Pacific Gas and Electric Co. recently donated $346,100 for projects to protect communities in Tuolumne and Calaveras counties from the threat of wildfire.
The donations were part of $2.3 million that the nation’s largest utility, which pleaded guilty in June to 84 counts of involuntary manslaughter for causing the deadly 2018 Camp Fire that burned down the town of Paradise, gave for similar projects in 28 California counties.
“These projects create fuel breaks to protect communities, clear vegetation from evacuation routes, and help underserved customers create critical defensible space to protect their homes from fire across our service area," said Andy Vesey, chief executive officer and president of PG&E.

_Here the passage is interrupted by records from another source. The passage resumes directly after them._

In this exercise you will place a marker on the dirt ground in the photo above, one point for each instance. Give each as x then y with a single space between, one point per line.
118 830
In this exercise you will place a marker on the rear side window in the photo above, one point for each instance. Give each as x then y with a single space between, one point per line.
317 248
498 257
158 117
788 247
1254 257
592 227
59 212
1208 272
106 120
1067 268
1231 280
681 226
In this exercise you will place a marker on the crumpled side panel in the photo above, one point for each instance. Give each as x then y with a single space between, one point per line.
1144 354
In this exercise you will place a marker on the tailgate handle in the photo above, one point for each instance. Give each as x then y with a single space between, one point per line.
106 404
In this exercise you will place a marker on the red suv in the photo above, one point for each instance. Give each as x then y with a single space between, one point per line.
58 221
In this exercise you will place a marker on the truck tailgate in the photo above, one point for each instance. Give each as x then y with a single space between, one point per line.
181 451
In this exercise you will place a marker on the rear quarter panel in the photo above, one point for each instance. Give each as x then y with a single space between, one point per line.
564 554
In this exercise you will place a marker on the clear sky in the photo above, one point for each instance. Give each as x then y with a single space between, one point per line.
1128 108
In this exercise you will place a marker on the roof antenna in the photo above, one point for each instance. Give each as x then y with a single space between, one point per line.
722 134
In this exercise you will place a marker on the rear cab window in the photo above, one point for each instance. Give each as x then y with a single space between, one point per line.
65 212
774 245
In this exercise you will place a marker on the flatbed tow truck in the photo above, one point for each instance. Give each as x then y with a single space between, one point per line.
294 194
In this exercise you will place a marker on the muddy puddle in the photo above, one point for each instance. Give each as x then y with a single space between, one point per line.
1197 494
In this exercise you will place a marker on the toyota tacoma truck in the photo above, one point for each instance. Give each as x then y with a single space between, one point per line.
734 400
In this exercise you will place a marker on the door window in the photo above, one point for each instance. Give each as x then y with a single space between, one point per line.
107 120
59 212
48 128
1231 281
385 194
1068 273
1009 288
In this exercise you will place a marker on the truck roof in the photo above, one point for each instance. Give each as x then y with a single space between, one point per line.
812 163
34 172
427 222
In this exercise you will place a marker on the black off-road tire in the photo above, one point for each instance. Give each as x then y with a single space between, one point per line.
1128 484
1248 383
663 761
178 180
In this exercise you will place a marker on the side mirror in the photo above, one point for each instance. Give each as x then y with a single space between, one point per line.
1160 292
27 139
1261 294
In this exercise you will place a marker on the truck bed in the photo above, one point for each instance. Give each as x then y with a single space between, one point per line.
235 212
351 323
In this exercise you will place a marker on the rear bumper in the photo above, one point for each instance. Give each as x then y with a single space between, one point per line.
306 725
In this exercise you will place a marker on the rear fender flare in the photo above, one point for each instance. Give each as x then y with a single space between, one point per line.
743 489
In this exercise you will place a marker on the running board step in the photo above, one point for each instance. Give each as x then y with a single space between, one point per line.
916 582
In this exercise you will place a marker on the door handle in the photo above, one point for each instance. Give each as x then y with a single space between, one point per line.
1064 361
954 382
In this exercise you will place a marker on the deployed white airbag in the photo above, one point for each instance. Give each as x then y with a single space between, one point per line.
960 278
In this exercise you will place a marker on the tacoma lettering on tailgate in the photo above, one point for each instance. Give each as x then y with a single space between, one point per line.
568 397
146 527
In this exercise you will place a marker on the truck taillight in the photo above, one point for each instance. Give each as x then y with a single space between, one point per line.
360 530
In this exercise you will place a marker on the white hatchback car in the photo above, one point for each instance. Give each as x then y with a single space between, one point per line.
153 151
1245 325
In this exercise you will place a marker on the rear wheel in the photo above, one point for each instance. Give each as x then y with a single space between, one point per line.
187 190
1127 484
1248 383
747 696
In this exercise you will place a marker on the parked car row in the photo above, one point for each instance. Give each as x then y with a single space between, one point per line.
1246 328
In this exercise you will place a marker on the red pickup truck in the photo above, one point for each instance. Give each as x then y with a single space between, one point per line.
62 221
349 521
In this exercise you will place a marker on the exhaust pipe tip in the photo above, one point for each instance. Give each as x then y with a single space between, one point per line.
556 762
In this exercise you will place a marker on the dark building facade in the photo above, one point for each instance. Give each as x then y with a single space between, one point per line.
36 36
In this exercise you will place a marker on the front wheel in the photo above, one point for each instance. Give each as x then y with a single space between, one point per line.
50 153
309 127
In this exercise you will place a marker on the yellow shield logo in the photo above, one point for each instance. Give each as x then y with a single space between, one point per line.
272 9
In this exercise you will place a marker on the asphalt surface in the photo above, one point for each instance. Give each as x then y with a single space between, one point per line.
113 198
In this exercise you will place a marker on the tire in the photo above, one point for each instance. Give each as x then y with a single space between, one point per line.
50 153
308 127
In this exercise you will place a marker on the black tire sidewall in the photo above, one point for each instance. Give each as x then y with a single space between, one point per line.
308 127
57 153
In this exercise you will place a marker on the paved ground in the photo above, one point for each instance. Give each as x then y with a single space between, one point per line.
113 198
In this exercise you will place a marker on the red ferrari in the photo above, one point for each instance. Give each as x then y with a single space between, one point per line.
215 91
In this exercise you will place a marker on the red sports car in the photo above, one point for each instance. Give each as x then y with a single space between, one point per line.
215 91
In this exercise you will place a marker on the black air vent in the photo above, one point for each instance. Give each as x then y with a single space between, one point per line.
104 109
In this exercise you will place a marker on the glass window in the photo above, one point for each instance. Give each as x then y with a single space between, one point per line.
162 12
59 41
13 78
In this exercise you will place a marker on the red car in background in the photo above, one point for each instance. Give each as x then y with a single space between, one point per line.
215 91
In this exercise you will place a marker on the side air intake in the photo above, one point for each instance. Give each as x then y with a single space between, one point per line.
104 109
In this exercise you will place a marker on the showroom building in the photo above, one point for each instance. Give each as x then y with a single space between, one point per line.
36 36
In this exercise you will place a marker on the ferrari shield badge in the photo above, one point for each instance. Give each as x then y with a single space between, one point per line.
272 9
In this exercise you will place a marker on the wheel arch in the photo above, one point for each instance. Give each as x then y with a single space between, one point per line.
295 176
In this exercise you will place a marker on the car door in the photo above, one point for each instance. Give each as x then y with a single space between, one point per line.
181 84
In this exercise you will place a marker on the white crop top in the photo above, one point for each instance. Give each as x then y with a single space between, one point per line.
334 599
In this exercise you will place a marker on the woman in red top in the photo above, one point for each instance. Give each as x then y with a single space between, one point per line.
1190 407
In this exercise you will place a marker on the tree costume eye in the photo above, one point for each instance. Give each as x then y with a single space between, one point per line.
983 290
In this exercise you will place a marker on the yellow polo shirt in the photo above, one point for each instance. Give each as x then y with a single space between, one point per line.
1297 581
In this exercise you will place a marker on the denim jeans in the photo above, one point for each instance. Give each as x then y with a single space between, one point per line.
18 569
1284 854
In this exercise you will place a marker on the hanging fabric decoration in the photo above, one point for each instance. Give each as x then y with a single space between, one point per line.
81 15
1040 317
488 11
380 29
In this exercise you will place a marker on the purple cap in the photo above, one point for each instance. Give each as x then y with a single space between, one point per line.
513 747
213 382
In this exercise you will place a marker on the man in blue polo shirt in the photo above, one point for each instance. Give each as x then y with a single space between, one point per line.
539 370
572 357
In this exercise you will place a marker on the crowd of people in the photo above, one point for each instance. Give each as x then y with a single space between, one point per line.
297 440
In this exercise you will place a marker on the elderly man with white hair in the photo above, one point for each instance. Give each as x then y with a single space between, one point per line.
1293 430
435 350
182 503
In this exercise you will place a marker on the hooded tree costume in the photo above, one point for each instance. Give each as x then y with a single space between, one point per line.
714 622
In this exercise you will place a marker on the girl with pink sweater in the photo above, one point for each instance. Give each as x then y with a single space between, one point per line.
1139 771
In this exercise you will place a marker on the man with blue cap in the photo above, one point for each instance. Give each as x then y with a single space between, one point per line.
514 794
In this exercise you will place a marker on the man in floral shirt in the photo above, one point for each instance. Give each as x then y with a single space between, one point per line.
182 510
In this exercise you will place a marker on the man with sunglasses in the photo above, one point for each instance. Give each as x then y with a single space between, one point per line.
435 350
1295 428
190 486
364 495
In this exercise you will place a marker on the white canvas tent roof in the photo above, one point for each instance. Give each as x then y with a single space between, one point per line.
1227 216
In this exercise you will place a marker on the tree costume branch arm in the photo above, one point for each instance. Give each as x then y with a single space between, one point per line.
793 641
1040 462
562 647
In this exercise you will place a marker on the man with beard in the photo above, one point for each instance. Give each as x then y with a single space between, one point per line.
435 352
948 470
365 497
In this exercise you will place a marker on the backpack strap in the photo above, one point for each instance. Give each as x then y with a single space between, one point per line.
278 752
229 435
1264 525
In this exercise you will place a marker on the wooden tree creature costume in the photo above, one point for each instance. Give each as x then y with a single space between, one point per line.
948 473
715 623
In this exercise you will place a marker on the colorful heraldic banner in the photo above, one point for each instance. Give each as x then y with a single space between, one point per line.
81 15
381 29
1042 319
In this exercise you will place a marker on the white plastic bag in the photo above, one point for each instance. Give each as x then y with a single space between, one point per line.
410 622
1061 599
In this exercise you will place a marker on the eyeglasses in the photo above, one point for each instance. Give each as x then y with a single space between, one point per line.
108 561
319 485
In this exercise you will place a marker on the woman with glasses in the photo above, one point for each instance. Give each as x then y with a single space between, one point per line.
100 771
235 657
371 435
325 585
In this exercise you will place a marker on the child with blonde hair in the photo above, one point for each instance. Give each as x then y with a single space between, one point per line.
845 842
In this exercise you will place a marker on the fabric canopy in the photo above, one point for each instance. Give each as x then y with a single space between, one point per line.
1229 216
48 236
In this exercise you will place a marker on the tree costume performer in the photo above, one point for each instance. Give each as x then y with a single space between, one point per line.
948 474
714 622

Patty Ciesla, executive director of the California Fire Safe Council, said the flexibility of the PG&E funding allows for immediate use in the communities and to leverage matching funds for federal grants.
The Highway 108 FireSafe Council in Tuolumne County received $65,000 for a project to build a shaded fuel break that will protect Cedar Ridge and upslope residents, PG&E service lines, and the county’s main domestic water system managed by Tuolumne Utilities District.
The Calaveras Foothills Fire Safe Council received $100,000 to employ a contractor who will go door-to-door providing no-cost chipping services for county residents, as well as 100 feet of defensible space for qualifying seniors and disabled adults.
The Calaveras Resource Conservation District received $81,100 to remove woody fuels along important access roads that aren’t managed by the county or state in two privately owned homeowners association subdivisions between Mokelumne Hill and San Andreas.
Calaveras Healthy Impact Product Solutions, or CHIPS, received $100,000 to clear the sides of roads in Glencoe and West Point to improve ingress and egress for emergency evacuation and first responders on private road networks that lead to the Highway 26 corridor.
On July 1, PG&E emerged from Chapter 11 bankruptcy that it filed for early last year following a number of deadly and destructive fires blamed on the utility’s equipment that caused billions of dollars in damages.
The utility reportedly has assets totaling more than $85 billion.